What's missing is a widespread replacement for XSLT. Could be a fun project.

9 comments

> XML grew from SGML (like HTML did), and it brought from it a bunch of things that are useless outside a markup language. Attributes were a bad idea.

That's exactly what I wanted to say. The author talks as if XML was well designed to represent structured data, but it was not, it grew out of the idea of marking up text, which is a completely different problem. The hilarious part is that he doesn't recognize the problem when he gives his example of "or with attributes".

The other thing, is that the JSON model doesn't just give you a free parser/serializer in JavaScript. It actually maps to the basic data model of the entire generation of dynamic languages that the Web grew on: perl, Python, JS, PHP and Ruby. Arrays and maps are the basic way to represent structured data in these languages, and JSON just serializes that. Which means that getting data in and out of your language is just a single line.

The author seems to think that XML maps a proper conceptual model and JSON doesn't, but the model of "nodes with attributes and content" is a worse match for structured data than JSON's model of "arrays and maps of values".

Other than that, it's really a question of how much tooling you want to use. Both JSON and XML grew entire ecosystems of it, and nowadays if you want to read your JSON according to a schema into typed objects, you can, and for any good-sized project, you probably should.

Also: > There are cases where other formats are appropriate: small data transfers between cooperating services and scenarios where schema validation would be overkill.

That's actually most of the cases for your average web dev!

> and it brought from it a bunch of things that are useless outside a markup language

It is a markup language. The mistake was trying to use it for anything else.

amen
XSLT ended at 1.1 for me. Everything that was "designed-by-committee" later was subverted to serve the bottom line of Michael Kay enterprises, although I hesitate to attribute to malice the grueling incompetence of the working group at the time.
Don’t forget the whole DOM vs SAX processing mess. Big documents would routinely kill parsers by running out of Memory.

XSLT was cool. Too bad XSL and Apache-FOP never took off.

It still works well in the appropriate settings. LibreOffice (nee OpenOffice) uses ODF, an XML format, for its document files, and it has been working nicely enough for a long time.
MS Office's own XSLX and DOCX formats are trees of XML files, zipped.
If-I-Recall-Correctly, it was typically a 10x memory load to open an XML file in a DOM parser. Which could get really ugly, really fast when you were dealing with many files.
> What's missing is a widespread replacement for XSLT

jq says hello!

I really like Clojure EDN. Its very simply, but adds just enough on-top that make a difference. Namespaces, a few more types and a way to add costume stuff in a reasonable standard way.
> OTOH namespaces, XSD, XSLT were great

I don't know, the few times I have had to XML, I went "This is not so bad, I don't know what all the fuss is about" until I hit namespaces. I don't know if I was just using an inferior library but namespaces sucked. The minute namespaces came into the picture all the joy left the project. And XSLT... I only ever did one thing with it "use the browser to turn demarc XML records into a webpage" and that was pretty cool. but it also firmly convinced me that XML is very much the wrong form factor for a programing language.

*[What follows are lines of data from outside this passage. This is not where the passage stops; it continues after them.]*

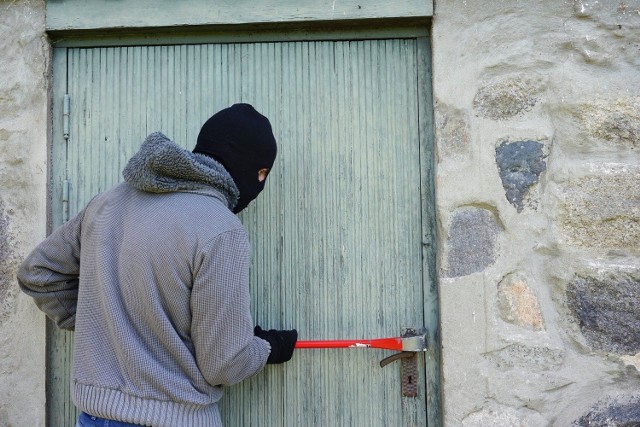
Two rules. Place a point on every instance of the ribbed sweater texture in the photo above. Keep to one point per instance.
(153, 277)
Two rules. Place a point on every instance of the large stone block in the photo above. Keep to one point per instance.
(452, 130)
(472, 241)
(517, 304)
(507, 97)
(616, 122)
(520, 164)
(606, 307)
(602, 210)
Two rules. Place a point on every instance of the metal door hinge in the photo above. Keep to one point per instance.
(66, 108)
(65, 201)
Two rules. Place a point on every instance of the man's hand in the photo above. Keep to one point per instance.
(282, 343)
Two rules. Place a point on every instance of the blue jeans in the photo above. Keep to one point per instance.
(86, 420)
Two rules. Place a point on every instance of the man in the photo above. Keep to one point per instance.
(153, 275)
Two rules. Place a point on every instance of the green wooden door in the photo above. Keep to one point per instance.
(341, 235)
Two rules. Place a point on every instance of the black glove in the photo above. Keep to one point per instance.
(282, 343)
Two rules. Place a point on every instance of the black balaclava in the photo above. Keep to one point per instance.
(242, 140)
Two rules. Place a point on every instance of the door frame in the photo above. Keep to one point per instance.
(384, 29)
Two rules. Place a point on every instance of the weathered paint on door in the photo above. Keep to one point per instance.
(339, 235)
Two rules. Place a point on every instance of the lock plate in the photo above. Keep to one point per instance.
(409, 370)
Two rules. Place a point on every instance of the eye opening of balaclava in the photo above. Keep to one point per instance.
(242, 140)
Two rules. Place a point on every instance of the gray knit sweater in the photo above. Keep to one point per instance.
(153, 277)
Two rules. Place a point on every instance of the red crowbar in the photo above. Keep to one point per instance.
(413, 343)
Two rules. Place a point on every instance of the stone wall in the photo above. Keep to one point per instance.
(537, 108)
(23, 164)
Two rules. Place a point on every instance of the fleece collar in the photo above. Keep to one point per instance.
(162, 166)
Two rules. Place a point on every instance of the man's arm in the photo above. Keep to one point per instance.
(51, 271)
(222, 328)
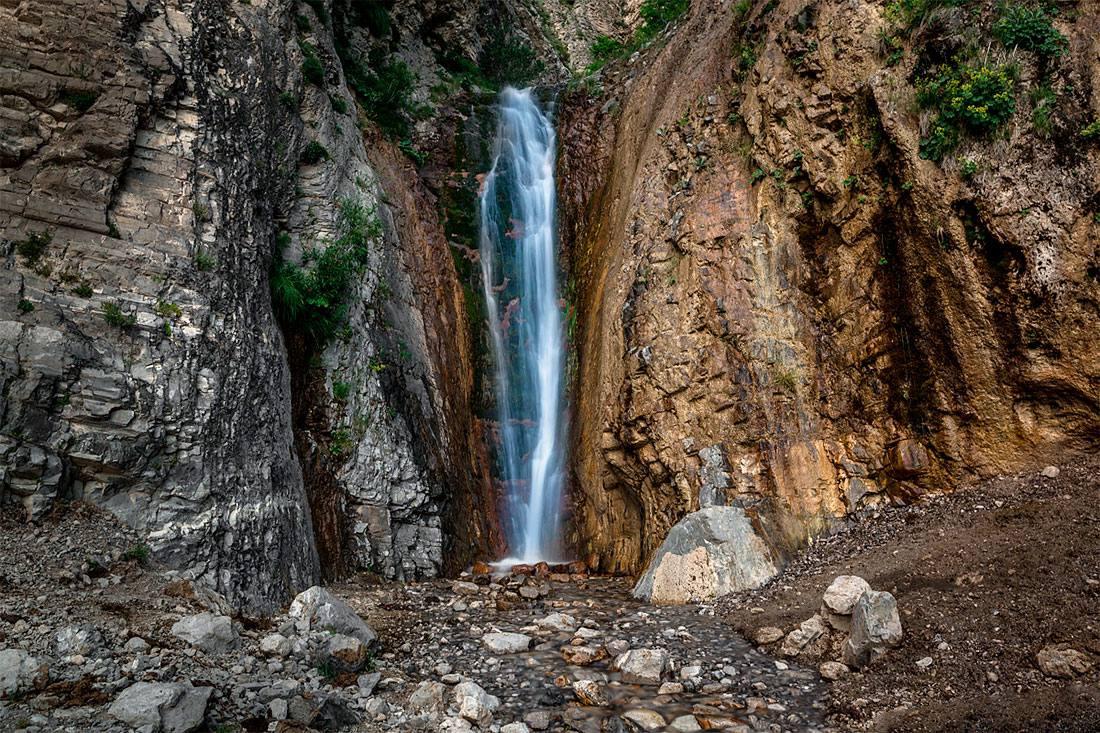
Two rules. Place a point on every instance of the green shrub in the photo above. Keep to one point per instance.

My personal thought is that css is not a sgml-like as a sort of rebellion against the way XML was taking over the world. It feels like author had written one too many XSLT's and said "Nope, it ends here, we are not doing that again." Because really, it is very weird that css does not use an XML syntax.

On the topic of the wrong form factor for a programing language. Another good contender is ansible when you try to use it's YAML looping constructs.

CSS predates XML.
> XML grew from SGML […]

… as an effort to simplify SGML which was deemed to be too complex.

Oh, the irony.

> Complexity killed XML. JSON was stupid simple

I say "the ditt-ka-pow" for The Dumbest Thing That Could Possibly Work (DTTCPW).